Mais, vaine émotion! L’Abraham-Lincoln modifiait sa route, courait sur l’animal signalé, simple baleine ou cachalot vulgaire, qui disparaissait bientôt au milieu d’un concert d’imprécations!

Cependant, le temps restait favorable. Le voyage s’accomplissait dans les meilleures conditions. C’était alors la mauvaise saison australe, car le juillet de cette zone correspond à notre janvier d’Europe; mais la mer se maintenait belle, et se laissait facilement observer dans un vaste périmètre.

Ned Land montrait toujours la plus tenace incrédulité; il affectait même de ne point examiner la surface des flots en dehors de son temps de bordée – du moins quand aucune baleine n’était en vue. Et pourtant sa merveilleuse puissance de vision aurait rendu de grands services.
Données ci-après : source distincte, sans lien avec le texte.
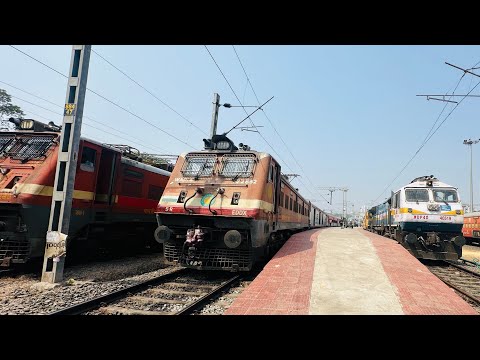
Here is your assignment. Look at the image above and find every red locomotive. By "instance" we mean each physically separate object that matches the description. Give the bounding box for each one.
[155,135,333,271]
[0,118,171,266]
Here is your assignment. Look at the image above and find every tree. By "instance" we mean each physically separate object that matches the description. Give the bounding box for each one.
[0,89,25,131]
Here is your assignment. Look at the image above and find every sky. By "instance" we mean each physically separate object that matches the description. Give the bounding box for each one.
[0,45,480,217]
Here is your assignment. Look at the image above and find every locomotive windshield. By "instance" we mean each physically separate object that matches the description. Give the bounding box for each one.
[433,189,458,202]
[405,189,428,202]
[0,135,56,161]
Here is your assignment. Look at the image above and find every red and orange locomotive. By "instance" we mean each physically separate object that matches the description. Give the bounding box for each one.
[0,118,170,266]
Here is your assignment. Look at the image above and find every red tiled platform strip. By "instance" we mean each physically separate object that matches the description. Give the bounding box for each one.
[225,229,321,315]
[359,230,478,315]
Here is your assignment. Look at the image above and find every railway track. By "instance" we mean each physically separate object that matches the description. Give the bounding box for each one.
[428,261,480,313]
[49,269,241,315]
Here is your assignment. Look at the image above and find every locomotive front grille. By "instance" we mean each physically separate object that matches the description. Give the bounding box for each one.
[164,243,253,271]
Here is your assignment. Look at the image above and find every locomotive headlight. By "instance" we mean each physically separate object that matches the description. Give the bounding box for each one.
[217,141,230,150]
[223,230,242,249]
[20,120,33,130]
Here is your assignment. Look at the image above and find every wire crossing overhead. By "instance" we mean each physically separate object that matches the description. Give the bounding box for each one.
[232,45,328,202]
[9,45,195,150]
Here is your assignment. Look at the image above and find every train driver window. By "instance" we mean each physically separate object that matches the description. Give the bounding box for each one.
[80,147,97,172]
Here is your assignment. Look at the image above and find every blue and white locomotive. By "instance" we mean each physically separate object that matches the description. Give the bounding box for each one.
[364,175,465,260]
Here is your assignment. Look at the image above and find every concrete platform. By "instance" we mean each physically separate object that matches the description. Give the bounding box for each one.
[225,228,477,315]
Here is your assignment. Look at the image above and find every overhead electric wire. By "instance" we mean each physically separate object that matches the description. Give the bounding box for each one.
[9,45,195,149]
[92,49,208,136]
[232,45,330,204]
[373,70,480,203]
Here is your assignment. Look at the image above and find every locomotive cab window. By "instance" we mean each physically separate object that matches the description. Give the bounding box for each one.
[80,146,97,172]
[405,189,428,202]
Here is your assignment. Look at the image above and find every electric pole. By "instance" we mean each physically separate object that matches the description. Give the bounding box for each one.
[463,139,480,212]
[42,45,92,283]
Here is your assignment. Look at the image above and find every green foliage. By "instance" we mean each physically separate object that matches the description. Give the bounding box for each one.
[0,89,25,117]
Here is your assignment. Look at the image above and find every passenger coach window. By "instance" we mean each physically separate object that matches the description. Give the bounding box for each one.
[405,189,428,202]
[80,146,97,172]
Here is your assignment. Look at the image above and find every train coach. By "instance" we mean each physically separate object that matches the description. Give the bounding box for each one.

Mais, huit heures sur douze, cet entêté Canadien lisait ou dormait dans sa cabine. Cent fois, je lui reprochai son indifférence.

«Bah! répondait-il, il n’y a rien, monsieur Aronnax, et y eût-il quelque animal, quelle chance avons-nous de l’apercevoir? Est-ce que nous ne courons pas à l’aventure? On a revu, dit-on, cette bête introuvable dans les hautes mers du Pacifique, je veux bien l’admettre, mais deux mois déjà se sont écoulés depuis cette rencontre, et à s’en rapporter au tempérament de votre narwal, il n’aime point à moisir longtemps dans les mêmes parages! Il est doué d’une prodigieuse facilité de déplacement. Or, vous le savez mieux que moi, monsieur le professeur, la nature ne fait rien à contre sens, et elle ne donnerait pas à un animal lent de sa nature la faculté de se mouvoir rapidement, s’il n’avait pas besoin de s’en servir. Donc, si la bête existe, elle est déjà loin!»